Live Lecture 7 – Data 100, Summer 2020¶

by Suraj Rampure, Allen Shen

import pandas as pd
import numpy as np

Decision Trees¶

Let's start with an example dataset that we saw in lecture many times – average player statistics from the 2018-19 NBA season.

nba = pd.read_csv('nba18-19.csv')

nba.head()

This is the entropy and weighted_metric functions from Lab 11. Recall that entropy is defined as:

$$ S = -\sum_{C} p_C \log_{2} p_C $$

Recall that the weighted entropy is given by:

$$ L = \frac{N_1 S(X) + N_2 S(Y)}{N_1 + N_2} $$

$N_1$ is the number of samples in the left node $X$, and $N_2$ is the number of samples in the right node $Y$.

def entropy(labels):
    _, counts = np.unique(labels, return_counts=True)
    props = counts / len(labels)
    return -np.sum(props * np.log2(props))

def weighted_metric(left, right, metric):
    return (len(left) * metric(left) + len(right) * metric(right)) / (len(left) + len(right))

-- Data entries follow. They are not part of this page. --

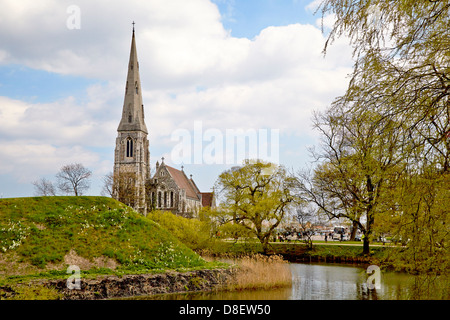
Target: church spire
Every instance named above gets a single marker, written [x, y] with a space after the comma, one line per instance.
[133, 108]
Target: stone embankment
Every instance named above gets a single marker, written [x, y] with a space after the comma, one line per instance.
[111, 287]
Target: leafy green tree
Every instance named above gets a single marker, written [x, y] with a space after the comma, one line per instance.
[256, 196]
[401, 73]
[360, 157]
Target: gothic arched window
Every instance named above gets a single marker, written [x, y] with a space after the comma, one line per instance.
[129, 147]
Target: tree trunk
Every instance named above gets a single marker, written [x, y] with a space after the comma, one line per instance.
[366, 249]
[354, 229]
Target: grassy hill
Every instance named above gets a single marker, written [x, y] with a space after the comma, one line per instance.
[46, 234]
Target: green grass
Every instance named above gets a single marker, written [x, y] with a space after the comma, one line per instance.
[36, 234]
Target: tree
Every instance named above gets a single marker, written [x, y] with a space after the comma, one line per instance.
[401, 72]
[360, 157]
[44, 187]
[256, 196]
[308, 219]
[402, 55]
[124, 188]
[73, 179]
[108, 183]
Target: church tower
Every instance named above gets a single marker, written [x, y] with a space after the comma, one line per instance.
[132, 155]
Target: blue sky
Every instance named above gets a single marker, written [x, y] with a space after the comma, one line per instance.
[229, 64]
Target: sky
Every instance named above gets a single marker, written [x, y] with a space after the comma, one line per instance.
[211, 71]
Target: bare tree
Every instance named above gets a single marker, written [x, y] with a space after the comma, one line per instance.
[44, 187]
[124, 188]
[73, 179]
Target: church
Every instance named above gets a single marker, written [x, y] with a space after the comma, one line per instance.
[169, 189]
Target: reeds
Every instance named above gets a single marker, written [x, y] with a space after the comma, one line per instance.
[260, 272]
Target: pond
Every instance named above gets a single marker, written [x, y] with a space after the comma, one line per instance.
[314, 281]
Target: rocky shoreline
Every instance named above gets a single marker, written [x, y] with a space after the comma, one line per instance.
[128, 286]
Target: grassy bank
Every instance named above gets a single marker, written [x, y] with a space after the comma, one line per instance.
[42, 236]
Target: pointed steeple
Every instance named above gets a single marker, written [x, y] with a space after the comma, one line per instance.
[133, 108]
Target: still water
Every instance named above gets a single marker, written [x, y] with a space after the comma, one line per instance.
[318, 282]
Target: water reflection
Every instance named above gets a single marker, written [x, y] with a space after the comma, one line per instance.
[319, 282]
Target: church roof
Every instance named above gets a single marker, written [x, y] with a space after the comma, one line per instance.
[207, 199]
[183, 182]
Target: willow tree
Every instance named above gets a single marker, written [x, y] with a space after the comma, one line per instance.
[256, 196]
[402, 65]
[360, 156]
[401, 72]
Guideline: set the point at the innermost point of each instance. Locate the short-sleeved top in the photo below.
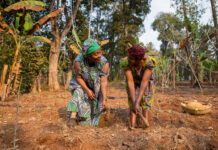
(137, 76)
(91, 75)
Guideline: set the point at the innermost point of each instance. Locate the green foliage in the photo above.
(32, 61)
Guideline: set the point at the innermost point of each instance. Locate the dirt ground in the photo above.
(42, 122)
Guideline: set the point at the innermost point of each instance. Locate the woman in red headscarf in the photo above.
(138, 69)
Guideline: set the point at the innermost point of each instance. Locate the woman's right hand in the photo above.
(91, 95)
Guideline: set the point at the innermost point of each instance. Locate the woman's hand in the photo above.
(91, 95)
(104, 103)
(138, 107)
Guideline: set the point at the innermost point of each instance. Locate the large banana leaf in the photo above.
(104, 42)
(76, 37)
(183, 43)
(28, 24)
(42, 21)
(38, 38)
(28, 5)
(75, 49)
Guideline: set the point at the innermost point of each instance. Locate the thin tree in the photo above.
(58, 34)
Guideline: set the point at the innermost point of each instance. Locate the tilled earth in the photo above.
(42, 123)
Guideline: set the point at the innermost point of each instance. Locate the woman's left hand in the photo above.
(137, 107)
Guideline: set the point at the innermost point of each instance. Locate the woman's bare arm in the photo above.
(144, 83)
(131, 85)
(104, 85)
(82, 82)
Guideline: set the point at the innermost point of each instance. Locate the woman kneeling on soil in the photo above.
(139, 82)
(88, 85)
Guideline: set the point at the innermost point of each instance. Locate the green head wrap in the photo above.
(94, 47)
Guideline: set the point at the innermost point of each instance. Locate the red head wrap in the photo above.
(137, 51)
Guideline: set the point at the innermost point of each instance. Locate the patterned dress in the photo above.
(80, 102)
(148, 96)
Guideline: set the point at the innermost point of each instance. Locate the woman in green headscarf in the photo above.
(88, 85)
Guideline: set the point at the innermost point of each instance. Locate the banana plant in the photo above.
(76, 46)
(24, 27)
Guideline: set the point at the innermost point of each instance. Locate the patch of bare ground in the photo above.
(42, 122)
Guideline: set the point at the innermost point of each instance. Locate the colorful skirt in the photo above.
(148, 97)
(87, 109)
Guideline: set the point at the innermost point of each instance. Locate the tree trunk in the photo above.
(3, 76)
(58, 36)
(39, 83)
(70, 69)
(34, 86)
(17, 71)
(213, 7)
(53, 66)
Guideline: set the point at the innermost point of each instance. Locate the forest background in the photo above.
(40, 39)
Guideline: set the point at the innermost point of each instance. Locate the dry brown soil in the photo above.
(42, 123)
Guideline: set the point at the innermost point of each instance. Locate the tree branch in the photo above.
(70, 21)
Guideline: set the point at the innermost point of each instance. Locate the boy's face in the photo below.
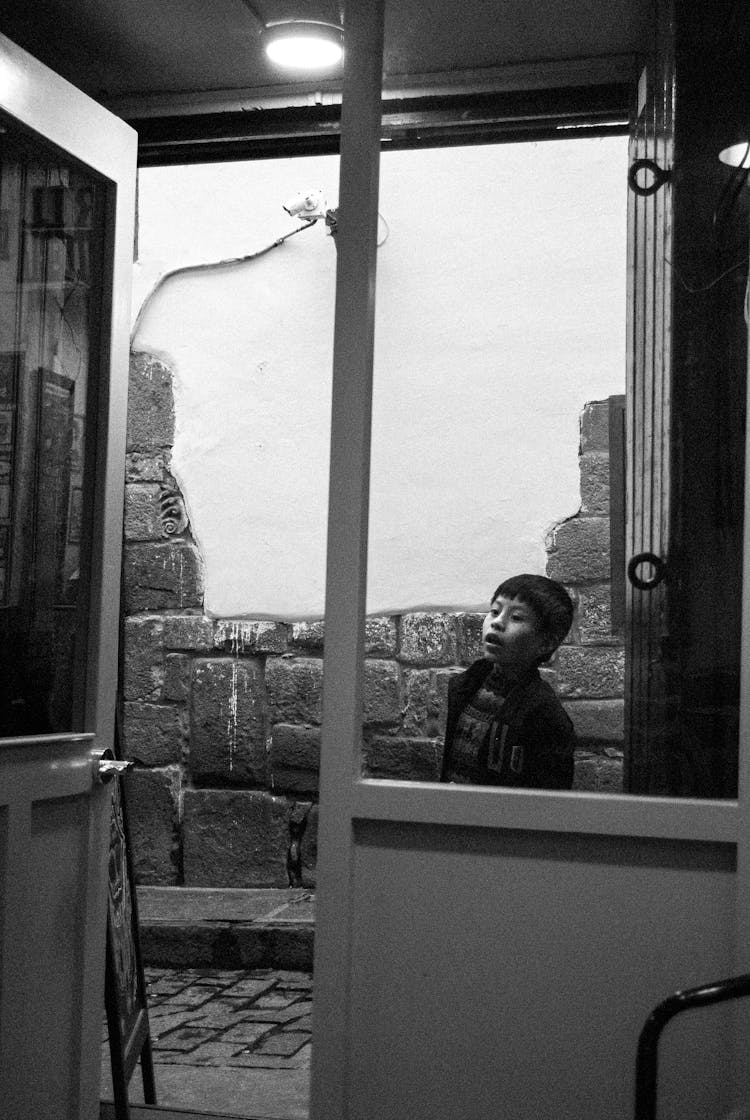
(512, 635)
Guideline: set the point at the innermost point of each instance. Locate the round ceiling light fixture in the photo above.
(303, 44)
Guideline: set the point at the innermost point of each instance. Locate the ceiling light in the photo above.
(737, 155)
(303, 44)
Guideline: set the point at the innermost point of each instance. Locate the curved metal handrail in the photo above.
(647, 1056)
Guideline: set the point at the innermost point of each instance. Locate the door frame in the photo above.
(62, 767)
(347, 801)
(87, 132)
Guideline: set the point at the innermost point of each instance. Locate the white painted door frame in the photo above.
(355, 810)
(54, 810)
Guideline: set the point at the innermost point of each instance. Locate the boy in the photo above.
(505, 725)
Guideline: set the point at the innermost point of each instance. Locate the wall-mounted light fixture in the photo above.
(303, 44)
(300, 44)
(737, 155)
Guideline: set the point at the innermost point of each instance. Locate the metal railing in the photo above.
(647, 1057)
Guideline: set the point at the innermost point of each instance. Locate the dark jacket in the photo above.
(540, 742)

entropy(['C', 'C', 'C', 'C', 'C'])

-0.0

entropy(['C', 'SG'])

1.0

-0.5 * np.log2(0.5) - 0.5 * np.log2(0.5)

1.0

entropy(['C'] * 10 +  ['SG'] * 10)

1.0

entropy(['C', 'SG', 'PF'])

1.584962500721156

3*(-0.33 * np.log2(0.33))

1.5834674497121084

-np.log2(1/3)

1.5849625007211563

np.log2(3)

1.584962500721156

weighted_metric(['C'], ['C'] * 9 + ['SG'] * 10, entropy)

0.9481008396786846

(entropy(['C']) + entropy(['C'] * 9 + ['SG'] * 10)) / 2

0.4990004419361498

weighted_metric(['C'] * 4 + ['SG'], ['C'] * 6 + ['SG'] * 9, entropy)

0.9086949695628419

(entropy(['C'] * 4 + ['SG']) + entropy(['C'] * 6 + ['SG'] * 9)) / 2

0.8464393446710154

nba.head()

weighted_metric(nba.loc[nba['Age'] >= 30, 'Pos'], nba.loc[nba['Age'] < 30, 'Pos'], entropy)

2.3774367986811584

weighted_metric(nba.loc[nba['Age'] >= 25, 'Pos'], nba.loc[nba['Age'] < 25, 'Pos'], entropy)

2.375101208480124

weighted_metric(nba.loc[nba['FG'] >= 5, 'Pos'], nba.loc[nba['FG'] < 5, 'Pos'], entropy)

2.3894903552734736

weighted_metric(nba.loc[nba['FGA'] >= 5, 'Pos'], nba.loc[nba['FGA'] < 5, 'Pos'], entropy)

2.378945518445882

nba_left = nba.loc[nba['Age'] >= 25]

nba_left.shape

(425, 30)

weighted_metric(nba_left.loc[nba_left['FG'] >= 2, 'Pos'], nba_left.loc[nba_left['FG'] < 2, 'Pos'], entropy)

2.400588553950309

weighted_metric(nba_left.loc[nba_left['FG'] >= 3, 'Pos'], nba_left.loc[nba_left['FG'] < 3, 'Pos'], entropy)

2.399849059712462

nba_right = nba.loc[nba['Age'] < 25]

nba_right.shape

(283, 30)

weighted_metric(nba_right.loc[nba_right['FG'] >= 5, 'Pos'], nba_right.loc[nba_right['FG'] < 5, 'Pos'], entropy)

2.2904331310436747

Multicollinearity¶

from sklearn.linear_model import LinearRegression

nba_small = nba[['FG', 'FGA', 'FT%', '3PA', 'AST', 'PTS']].fillna(0)
nba_small

model = LinearRegression()
model.fit(nba_small[['FG', 'FGA', 'FT%', '3PA', 'AST']], nba_small['PTS'])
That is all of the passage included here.